According to recent financial statements, SUUN has frequently turned to net stock issuance, including $8.8 million in 2026Q3, to offset its free cash flow deficit, indicating a structural dependence on equity markets to maintain its current development pace and corporate liquidity.
The consistent use of equity financing to bridge the gap between cash burn and operational needs suggests that the company's internal cash generation is insufficient to support its growth ambitions. This reliance on external capital markets may expose shareholders to significant dilution if the company fails to achieve self-sustaining cash flow in the near term.
As indicated by the company's financial disclosures, the cash flow statement masks potential future liabilities related to stalled development projects, which may require significant write-downs or additional capital to resolve given the current negative net margin of 74.74%.
The lack of clarity regarding the ultimate viability of the development pipeline warrants further investigation into whether current cash outflows are effectively de-risking assets or merely sustaining non-performing projects. The market may be underestimating the potential for future impairment charges that could further erode the company's already strained liquidity position.

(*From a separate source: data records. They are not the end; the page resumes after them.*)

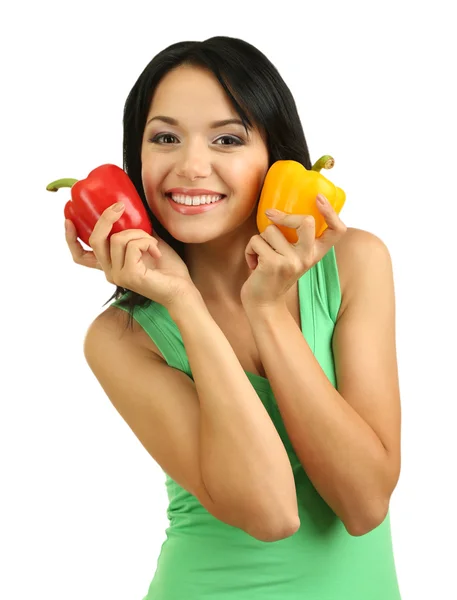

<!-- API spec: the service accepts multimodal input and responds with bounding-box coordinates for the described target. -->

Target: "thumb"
[265,208,312,229]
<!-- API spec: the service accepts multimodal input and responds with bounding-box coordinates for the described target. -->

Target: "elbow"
[246,515,300,542]
[343,503,389,537]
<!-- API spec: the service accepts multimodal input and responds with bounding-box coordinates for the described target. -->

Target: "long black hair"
[106,36,312,325]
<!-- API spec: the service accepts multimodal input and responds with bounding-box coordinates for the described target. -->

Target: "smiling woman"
[67,37,400,600]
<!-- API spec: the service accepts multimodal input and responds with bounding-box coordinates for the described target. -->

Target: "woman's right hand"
[65,205,197,308]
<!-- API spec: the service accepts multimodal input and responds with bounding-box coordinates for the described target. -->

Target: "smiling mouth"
[165,192,226,206]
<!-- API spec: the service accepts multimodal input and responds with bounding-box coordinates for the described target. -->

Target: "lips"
[165,188,226,197]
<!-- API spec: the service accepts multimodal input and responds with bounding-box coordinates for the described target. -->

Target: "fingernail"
[265,208,282,218]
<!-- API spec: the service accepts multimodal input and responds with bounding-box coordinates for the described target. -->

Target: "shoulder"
[335,227,392,318]
[84,305,165,361]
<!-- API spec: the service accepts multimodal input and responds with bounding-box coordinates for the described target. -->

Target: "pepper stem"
[46,179,78,192]
[311,154,335,173]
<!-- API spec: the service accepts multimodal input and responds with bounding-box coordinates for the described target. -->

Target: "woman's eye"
[149,133,177,144]
[215,135,243,146]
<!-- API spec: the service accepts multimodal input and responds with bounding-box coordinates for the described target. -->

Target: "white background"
[0,0,457,600]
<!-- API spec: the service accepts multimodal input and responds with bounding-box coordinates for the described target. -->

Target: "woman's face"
[141,66,269,243]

Quick answers to the most common questions about buying SUUN stock.
PowerBank Corporation (SUUN) generated $-17.3M in net cash from operating activities in 2025. This reflects the cash generated directly from core business operations.
PowerBank Corporation (SUUN) reported negative free cash flow of $25.5M in 2025, indicating capital requirements exceeded cash from operations.
PowerBank Corporation (SUUN) spent $8.3M on capital expenditures in 2025. CapEx represents the cash invested in physical assets like property, plant, and equipment to maintain or grow the business.